Hall's The Union of the Two Noble and Illustre Families of Lancaster and York had been published in 1548, and the first edition of Holinshed's The Chronicles of England, Scotland and Ireland followed in 1577. These were the books that Shakespeare devoured, although he seemed to favour Holinshed's more popular account of the past. If we wish to see Shakespeare as a characteristically English writer, this appetite for historical re-creation affords some evidence for that identification
By 1591 he was already so successful that he might have been conveying funds to his wife and family. Whether he appeared in person is another matter. He may have entrusted his money to a carrier, but the matters of his home town still concerned him, His father's affairs in particular worried him. He was thoroughly informed of his father's decision to file a bill in the late summer of 1588, to get back the house in Wilmcote from their their relative, Edmund Lambert. The case was meant to be heard in 1590 but was dropped, only to be revived eight years later. It has even been suggested that Shakespeare himself may have had to appear at court to further his father's case.
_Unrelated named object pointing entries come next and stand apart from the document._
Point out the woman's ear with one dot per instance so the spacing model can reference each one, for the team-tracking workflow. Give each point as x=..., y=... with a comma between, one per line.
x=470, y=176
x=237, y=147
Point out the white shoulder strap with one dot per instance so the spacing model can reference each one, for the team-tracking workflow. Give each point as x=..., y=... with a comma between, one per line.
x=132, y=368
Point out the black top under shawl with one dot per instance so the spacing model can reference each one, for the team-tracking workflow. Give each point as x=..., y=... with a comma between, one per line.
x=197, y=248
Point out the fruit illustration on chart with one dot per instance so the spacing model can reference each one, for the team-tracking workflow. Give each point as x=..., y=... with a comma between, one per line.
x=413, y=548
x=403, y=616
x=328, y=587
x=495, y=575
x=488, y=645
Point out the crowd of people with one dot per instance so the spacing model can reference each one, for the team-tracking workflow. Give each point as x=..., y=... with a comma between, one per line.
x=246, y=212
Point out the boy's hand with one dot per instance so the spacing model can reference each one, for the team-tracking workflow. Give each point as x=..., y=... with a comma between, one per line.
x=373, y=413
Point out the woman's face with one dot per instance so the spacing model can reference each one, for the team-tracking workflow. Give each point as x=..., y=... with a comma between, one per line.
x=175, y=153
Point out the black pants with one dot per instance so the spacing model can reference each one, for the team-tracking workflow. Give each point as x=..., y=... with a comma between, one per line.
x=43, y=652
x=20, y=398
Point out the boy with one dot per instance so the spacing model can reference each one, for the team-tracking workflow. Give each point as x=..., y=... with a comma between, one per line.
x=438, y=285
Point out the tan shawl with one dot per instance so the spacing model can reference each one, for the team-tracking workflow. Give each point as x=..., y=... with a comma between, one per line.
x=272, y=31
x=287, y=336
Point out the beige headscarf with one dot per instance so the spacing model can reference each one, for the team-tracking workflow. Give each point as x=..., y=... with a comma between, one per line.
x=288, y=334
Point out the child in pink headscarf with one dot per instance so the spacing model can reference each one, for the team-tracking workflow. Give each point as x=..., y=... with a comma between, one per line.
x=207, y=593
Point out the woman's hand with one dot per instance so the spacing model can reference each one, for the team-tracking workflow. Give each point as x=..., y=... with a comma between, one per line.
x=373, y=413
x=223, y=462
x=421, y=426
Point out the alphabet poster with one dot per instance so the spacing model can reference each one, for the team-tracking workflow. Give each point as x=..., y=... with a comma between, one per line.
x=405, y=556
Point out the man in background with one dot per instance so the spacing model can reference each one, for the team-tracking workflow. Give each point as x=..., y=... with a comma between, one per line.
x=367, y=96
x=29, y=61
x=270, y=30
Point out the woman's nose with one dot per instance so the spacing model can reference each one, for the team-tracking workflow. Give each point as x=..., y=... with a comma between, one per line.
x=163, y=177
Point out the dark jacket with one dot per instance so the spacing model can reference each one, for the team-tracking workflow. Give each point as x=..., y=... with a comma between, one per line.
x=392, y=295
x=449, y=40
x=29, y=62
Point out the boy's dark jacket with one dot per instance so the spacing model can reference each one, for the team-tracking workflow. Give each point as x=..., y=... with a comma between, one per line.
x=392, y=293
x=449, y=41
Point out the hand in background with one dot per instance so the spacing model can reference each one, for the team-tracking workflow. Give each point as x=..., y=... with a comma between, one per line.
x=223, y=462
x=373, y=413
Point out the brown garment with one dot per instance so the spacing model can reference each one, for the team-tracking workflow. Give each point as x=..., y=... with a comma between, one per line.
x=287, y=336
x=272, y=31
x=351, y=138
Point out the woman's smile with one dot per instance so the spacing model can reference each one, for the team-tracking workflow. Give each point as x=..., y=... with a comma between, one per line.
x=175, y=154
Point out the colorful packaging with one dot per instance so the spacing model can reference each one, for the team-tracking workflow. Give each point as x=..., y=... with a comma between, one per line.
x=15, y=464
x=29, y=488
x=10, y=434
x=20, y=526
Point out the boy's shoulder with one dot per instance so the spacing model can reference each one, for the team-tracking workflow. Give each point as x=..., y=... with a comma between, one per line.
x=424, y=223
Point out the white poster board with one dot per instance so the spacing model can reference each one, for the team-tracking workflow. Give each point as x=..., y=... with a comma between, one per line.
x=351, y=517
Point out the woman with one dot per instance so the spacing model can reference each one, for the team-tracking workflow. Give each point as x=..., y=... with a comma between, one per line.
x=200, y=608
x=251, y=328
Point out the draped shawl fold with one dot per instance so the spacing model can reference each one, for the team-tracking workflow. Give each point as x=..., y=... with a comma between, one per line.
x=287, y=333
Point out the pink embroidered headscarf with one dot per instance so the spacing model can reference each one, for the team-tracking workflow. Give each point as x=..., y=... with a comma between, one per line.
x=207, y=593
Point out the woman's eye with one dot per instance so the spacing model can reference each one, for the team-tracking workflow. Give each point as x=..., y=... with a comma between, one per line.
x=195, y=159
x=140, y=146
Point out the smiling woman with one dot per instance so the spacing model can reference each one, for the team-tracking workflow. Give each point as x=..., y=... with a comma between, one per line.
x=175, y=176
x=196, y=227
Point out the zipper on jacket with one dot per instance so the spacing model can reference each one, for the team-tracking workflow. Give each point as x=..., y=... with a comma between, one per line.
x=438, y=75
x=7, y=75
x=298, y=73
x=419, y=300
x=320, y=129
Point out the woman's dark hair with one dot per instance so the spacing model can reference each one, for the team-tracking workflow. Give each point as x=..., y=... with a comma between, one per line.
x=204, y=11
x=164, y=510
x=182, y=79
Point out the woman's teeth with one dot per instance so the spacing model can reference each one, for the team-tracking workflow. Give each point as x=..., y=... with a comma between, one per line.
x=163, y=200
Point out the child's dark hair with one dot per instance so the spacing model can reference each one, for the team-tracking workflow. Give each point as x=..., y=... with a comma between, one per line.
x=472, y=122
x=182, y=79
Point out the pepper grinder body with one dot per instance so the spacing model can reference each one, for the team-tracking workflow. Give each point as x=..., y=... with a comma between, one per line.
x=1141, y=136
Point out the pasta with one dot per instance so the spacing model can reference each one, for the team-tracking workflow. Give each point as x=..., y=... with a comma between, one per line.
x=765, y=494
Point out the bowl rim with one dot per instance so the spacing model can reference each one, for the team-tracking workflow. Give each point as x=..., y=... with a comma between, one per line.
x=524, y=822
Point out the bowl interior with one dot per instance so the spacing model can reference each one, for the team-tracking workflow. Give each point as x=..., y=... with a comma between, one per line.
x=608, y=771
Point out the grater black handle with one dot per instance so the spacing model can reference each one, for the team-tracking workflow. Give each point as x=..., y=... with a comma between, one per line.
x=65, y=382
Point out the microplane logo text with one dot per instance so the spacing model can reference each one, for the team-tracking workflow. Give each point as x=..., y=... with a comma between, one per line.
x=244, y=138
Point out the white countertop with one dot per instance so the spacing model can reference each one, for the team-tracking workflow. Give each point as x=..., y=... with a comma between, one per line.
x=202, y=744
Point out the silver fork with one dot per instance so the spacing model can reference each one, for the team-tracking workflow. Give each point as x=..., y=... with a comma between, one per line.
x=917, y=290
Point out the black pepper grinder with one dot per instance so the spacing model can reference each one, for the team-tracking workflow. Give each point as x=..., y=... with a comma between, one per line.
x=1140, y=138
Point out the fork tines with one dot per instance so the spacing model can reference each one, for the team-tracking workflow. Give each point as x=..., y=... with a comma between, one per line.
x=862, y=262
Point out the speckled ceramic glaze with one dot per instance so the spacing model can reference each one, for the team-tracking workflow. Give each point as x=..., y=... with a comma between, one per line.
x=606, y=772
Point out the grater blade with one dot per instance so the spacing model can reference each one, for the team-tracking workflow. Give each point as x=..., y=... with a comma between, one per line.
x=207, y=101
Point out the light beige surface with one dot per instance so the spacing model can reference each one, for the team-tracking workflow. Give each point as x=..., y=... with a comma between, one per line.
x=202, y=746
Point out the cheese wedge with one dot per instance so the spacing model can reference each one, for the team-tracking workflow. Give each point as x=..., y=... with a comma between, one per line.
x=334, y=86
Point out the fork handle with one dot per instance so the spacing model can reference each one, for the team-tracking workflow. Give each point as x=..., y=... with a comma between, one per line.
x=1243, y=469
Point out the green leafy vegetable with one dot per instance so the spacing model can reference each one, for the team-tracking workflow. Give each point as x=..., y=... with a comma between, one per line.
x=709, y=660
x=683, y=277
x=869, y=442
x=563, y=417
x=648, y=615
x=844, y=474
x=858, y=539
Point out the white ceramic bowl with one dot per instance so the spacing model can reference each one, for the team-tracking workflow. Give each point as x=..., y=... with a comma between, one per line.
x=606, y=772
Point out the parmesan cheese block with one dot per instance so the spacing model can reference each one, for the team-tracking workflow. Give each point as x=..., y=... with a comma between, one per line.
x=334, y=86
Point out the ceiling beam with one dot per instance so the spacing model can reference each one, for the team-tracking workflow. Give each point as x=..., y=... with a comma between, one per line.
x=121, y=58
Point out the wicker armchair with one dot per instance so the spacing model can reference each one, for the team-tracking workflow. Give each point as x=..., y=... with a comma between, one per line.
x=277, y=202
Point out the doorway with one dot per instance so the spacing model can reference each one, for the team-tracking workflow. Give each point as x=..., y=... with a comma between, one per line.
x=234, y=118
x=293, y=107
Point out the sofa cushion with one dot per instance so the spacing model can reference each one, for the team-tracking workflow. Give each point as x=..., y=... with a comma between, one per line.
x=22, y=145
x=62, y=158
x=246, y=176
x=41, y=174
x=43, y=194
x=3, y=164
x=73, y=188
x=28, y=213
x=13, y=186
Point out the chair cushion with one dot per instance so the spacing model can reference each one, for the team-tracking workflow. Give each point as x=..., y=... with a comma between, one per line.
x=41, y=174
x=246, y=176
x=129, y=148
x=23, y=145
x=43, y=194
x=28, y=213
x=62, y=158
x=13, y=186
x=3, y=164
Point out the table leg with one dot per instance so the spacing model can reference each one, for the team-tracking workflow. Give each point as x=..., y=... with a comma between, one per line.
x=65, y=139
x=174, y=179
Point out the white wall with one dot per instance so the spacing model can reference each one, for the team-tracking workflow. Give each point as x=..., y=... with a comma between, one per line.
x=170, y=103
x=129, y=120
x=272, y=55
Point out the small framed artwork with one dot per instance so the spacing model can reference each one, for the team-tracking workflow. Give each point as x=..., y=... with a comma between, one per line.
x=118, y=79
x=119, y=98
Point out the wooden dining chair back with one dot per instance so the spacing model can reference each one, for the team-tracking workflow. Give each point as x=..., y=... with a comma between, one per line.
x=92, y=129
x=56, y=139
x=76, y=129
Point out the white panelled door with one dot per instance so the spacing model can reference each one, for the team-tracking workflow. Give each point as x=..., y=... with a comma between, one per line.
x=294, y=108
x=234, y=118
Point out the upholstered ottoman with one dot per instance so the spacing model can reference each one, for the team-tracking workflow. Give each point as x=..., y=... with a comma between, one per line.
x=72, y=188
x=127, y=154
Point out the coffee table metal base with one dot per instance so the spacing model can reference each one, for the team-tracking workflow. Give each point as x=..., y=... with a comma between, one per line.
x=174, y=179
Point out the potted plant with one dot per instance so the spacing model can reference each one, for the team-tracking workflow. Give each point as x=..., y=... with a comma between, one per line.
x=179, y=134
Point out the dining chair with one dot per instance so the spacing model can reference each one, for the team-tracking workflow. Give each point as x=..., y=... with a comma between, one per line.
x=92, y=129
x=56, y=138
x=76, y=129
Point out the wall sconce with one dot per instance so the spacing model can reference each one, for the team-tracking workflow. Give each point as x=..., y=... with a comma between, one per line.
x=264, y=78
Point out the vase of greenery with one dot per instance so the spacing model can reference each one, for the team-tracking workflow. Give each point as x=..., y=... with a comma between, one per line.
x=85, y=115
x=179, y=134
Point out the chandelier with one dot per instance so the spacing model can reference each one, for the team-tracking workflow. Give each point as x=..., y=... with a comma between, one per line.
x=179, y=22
Shakespeare stayed with Burbage's men at the Theatre, while the rest of Lord Strange's Men left with Alleyn to the Rose. But in 1592 the future of the London theatre was not all clear or secure for any theatrical company. At the beginning of June there was a riot among apprentices, who had come to see a play. The riot spread to the other side of the river and the theatres were closed for three months. In July Lord Strange's Men begged the Privy Council to consider reopening the Rose which threw an interesting light on the condition of all the players at this time. They were obliged to tour in the country, as a result of the closing of the theatres, They argued for for the opening of the Rose as :a greate releif to the poore watermen theare" who had lost their custom. They were issued their consent the plague was emerging in the city and by so there would be no stage plays during the epidemic.
Burbage's men were in the same condition as their colleague on the other side of the river. They could not work in London and were obliged to tour the country. It may have been at this juncture that Burbage sought the patronage of Henry Herbert, the second Earl of Pembroke, to lend an air of respectability to the group of strolling players that included the young Shakespeare.
So we see that Shakespeare was moving from the Queen's Men to Lord Strange's Men and then onward to Pembroke's before he found his final home in the Lord Chamberlain's Men. It did not mean that he was a freelance but that he followed a fellow actors as one company grew out of another. He was loyal, as well as immensely hard-working.